5 secrets to improve your application's chances

Today, many companies have an automated system on their website for job applicants. When you find a position in which you're interested, you may only need to type your answers into the appropriate box, rather than sending a hiring manager your resume and cover letter as email attachments.

However, when you're going through this process, some potential issues can crop up - especially if you think it's a good idea to copy and paste from existing documents. The following tips will help you avoid those pitfalls:

1) Make sure your answers relate to the job

You should always aim to tailor your resume to a position based on the keywords in the job listing and how they relate to your own work or education experience, according to Live Career. But when you're filling out an online resume, you need to be even more careful because you might be more likely to C&P your responses from a past resume.
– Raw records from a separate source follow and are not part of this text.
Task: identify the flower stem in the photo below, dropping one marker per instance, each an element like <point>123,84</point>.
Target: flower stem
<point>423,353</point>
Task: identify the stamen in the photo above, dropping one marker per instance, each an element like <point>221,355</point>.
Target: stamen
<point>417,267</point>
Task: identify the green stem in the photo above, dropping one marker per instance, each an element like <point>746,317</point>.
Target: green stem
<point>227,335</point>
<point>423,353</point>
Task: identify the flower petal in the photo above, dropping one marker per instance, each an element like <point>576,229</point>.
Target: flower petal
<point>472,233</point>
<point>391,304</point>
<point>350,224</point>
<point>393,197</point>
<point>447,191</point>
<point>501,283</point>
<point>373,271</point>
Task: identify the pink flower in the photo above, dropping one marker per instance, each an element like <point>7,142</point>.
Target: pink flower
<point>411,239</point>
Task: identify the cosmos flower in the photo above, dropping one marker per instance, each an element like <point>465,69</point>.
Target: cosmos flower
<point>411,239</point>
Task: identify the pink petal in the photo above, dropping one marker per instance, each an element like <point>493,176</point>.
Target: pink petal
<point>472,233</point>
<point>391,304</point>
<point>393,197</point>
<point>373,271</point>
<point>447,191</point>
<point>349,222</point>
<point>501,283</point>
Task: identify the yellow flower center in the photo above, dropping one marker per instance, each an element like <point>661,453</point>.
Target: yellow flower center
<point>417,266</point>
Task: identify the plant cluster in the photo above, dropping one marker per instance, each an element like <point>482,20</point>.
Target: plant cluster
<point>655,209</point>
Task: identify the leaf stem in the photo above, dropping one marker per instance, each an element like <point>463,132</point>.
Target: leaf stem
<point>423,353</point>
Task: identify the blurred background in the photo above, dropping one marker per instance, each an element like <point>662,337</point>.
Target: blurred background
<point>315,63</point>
2) List your references carefully

When you're asked to provide references, you should give a potential employer all the correct information about their roles, contact details and so on, Live Career advised. After all, if the hiring manager is thinking of reaching out to that person, a few transposed digits in a phone number or an email address that's no longer in use isn't going to do you much good.

3) Get all information up to date

As with your references, you need to make sure all the details you're listing about yourself is fully accurate and up to date, according to Best Job Interview. For instance, if you haven't updated your resume in a while, you might be shortchanging yourself when it comes to how much experience you have or how long you've been in your current role. Similarly, if you've gained new certifications for your job, it's important to fully list those as well.

4) Read it, re-read it, then read it again

This idea is just good practice generally, but when you're either copying and pasting information or re-typing it altogether, you might make a typographical error or write a sentence that rambles, Best Job Interview noted. With that in mind, read everything you type very carefully before you press "send," just to make sure you don't miss a mistake that might cost you an opportunity.

5) Get the attached documents right

In many cases, even with these automated application processes, companies might ask you to attach your resume and a cover letter, according to The Balance Careers. When doing so, make sure the info in those documents matches what you put in the online forms, and that they are likewise free of errors, tailored to the job and so on. In addition, you want to attach the right documents; companies that ask only for a resume shouldn't receive a cover letter, or vice versa.

As a general rule, it's wisest to just read everything on a job application page as closely as you can to make sure you don't miss a single detail.